Bisnis.com, JAKARTA — Asosiasi Industri Olefin, Aromatik dan Plastik Indonesia (Inaplas) memandang pemerintah perlu memperhatikan implementasi pajak karbon yang rencananya diterapkan pada tahun depan agar tak menghambat aliran investasi.
Sekjen Inaplas Fajar Budiono mengatakan pengenaan pajak karbon harus diikuti dengan pengawasan impor. Apabila barang impor tak mendapatkan beban yang sama dengan yang dikenakan pada produsen domestik, maka akan mengurangi daya saing dan berimbas pada turunnya daya tarik investasi.
"[Barang] Di dalam negeri dikenakan pajak karbon, sementara yang impor belum atau terlambat atau tidak bisa 100 persen. Ini akan menjadi hambatan terhadap investasi," katanya saat dihubungi, Kamis (28/10/2021).

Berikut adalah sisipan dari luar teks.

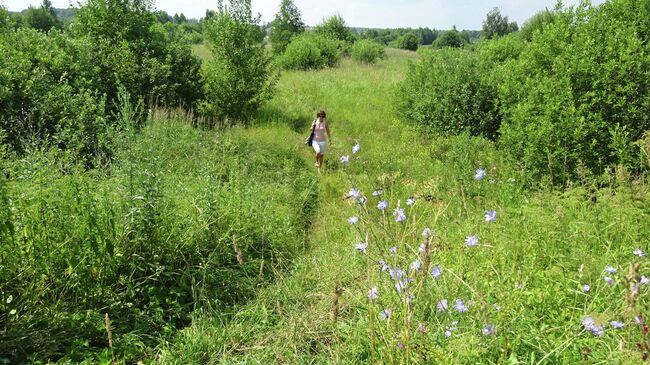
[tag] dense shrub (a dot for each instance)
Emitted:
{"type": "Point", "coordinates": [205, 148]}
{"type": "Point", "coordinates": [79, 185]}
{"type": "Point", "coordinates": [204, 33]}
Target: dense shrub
{"type": "Point", "coordinates": [302, 54]}
{"type": "Point", "coordinates": [579, 95]}
{"type": "Point", "coordinates": [43, 95]}
{"type": "Point", "coordinates": [311, 51]}
{"type": "Point", "coordinates": [137, 53]}
{"type": "Point", "coordinates": [445, 93]}
{"type": "Point", "coordinates": [366, 51]}
{"type": "Point", "coordinates": [157, 237]}
{"type": "Point", "coordinates": [334, 27]}
{"type": "Point", "coordinates": [569, 93]}
{"type": "Point", "coordinates": [239, 77]}
{"type": "Point", "coordinates": [286, 25]}
{"type": "Point", "coordinates": [451, 38]}
{"type": "Point", "coordinates": [407, 41]}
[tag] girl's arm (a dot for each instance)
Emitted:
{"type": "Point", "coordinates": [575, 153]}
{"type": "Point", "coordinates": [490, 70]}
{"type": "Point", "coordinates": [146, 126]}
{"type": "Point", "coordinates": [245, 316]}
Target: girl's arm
{"type": "Point", "coordinates": [327, 128]}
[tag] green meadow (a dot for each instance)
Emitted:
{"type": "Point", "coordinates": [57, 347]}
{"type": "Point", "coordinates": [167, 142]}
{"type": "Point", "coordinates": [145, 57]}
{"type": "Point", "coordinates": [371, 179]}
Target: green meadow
{"type": "Point", "coordinates": [525, 276]}
{"type": "Point", "coordinates": [484, 199]}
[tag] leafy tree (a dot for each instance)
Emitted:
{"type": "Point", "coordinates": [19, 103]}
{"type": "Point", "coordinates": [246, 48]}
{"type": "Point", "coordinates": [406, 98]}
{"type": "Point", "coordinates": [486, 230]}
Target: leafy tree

Menurut Fajar, pengenaan pajak karbon juga perlu mempertimbangkan momentum yang tepat mengingat saat ini di antara negara Asean, baru Indonesia yang menerapkan instrumen tersebut. Apabila barang-barang impor dari Asean tak terjaring pajak karbon, maka produk dalam negeri akan kalah saing.
Sementara itu, investasi di industri petrokimia menurutnya masih menjanjikan, didorong menggeliatnya sektor makanan dan minuman serta kebutuhan barang proteksi di masa pandemi. Selain itu, investasi di hilir telah banyak melakukan transformasi teknologi, sehingga produksi bisa lebih efisien.
"Kami optimistis karena [industri] mamin sudah di atas 6 persen pertumbuhannya, kemudian [pembangunan] infrastruktur mulai berjalan, dan pasca pandemi ada kebutuhan masker dan barang-barang sanitary," ujarnya.
Fajar juga mengatakan yang saat ini kendala utama bagi investasi adalah sistem online single submission yang mengalami penundaan sampai ke daerah. Sudah sekitar dua bulan belakangan, proses perizinan macet.
"Kami mau izin pembangkit saja, sampai hari ini bingung kemana," ujar Fajar.